From this we can inspect the neuron activations in our dataset.

for instance, we can get the average activation of the encoder neurons across all inputs

me(X_train).numpy().mean(axis=0)
array([6.54092  , 6.890245 , 5.0332685, 4.638923 , 4.586272 , 4.872563 ,
       4.452017 , 6.6687894, 5.845137 , 9.670084 , 5.5277524, 3.8713033,
       6.623263 , 6.4029975, 5.745097 , 6.755461 , 6.059909 , 5.918733 ,
       4.8369656, 3.787856 , 5.030886 , 4.2290273, 7.1920123, 6.9971023,
       5.206792 , 4.4348135, 4.7578964, 7.8614182, 6.2570157, 8.095148 ,
       5.5375223, 5.2380457, 5.7093854, 5.4041505, 3.3272092, 4.686344 ,
       6.4694433, 4.4688597, 6.687395 , 7.0459824, 6.1812396, 9.49828  ,
       8.421416 , 6.230216 , 4.630983 , 4.014663 , 6.3445034, 5.1579123,
       7.8651147, 5.29035  ], dtype=float32)

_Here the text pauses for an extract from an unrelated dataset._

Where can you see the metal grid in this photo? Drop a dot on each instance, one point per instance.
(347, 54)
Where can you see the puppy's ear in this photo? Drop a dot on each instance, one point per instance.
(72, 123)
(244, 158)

3. Custom loss, unsupervised .fit(X) call \(\rightarrow\) MSE

given:

  • \(\mathbf{x}^{(i)} \in \mathbb{R}^{784}\)

  • \(e(\mathbf{x}^{(i)}) \in \mathbb{R}^{50}\), the encoder

  • \(d(e(\mathbf{x}^{(i)})) \in \mathbb{R}^{784}\), the decoder

we define the loss function as (MSE):

\[\text{loss}(\mathbf{x}^{(i)}) = \frac{1}{m}\sum_m \big(\mathbf{x}^{(i)} - d(e(\mathbf{x}^{(i)}))\big)^2\]

and implement it by hand, instead of using the prebuilt implementation

from tensorflow.keras import backend as K
from tensorflow.keras.losses import mse
import tensorflow as tf

def get_model_U(input_dim, code_size):
    inputs = Input(shape=input_dim, name="input")
    encoder = Dense(code_size, activation='relu', name="encoder")(inputs)
    outputs = Dense(input_dim, activation='sigmoid', name="output")(encoder)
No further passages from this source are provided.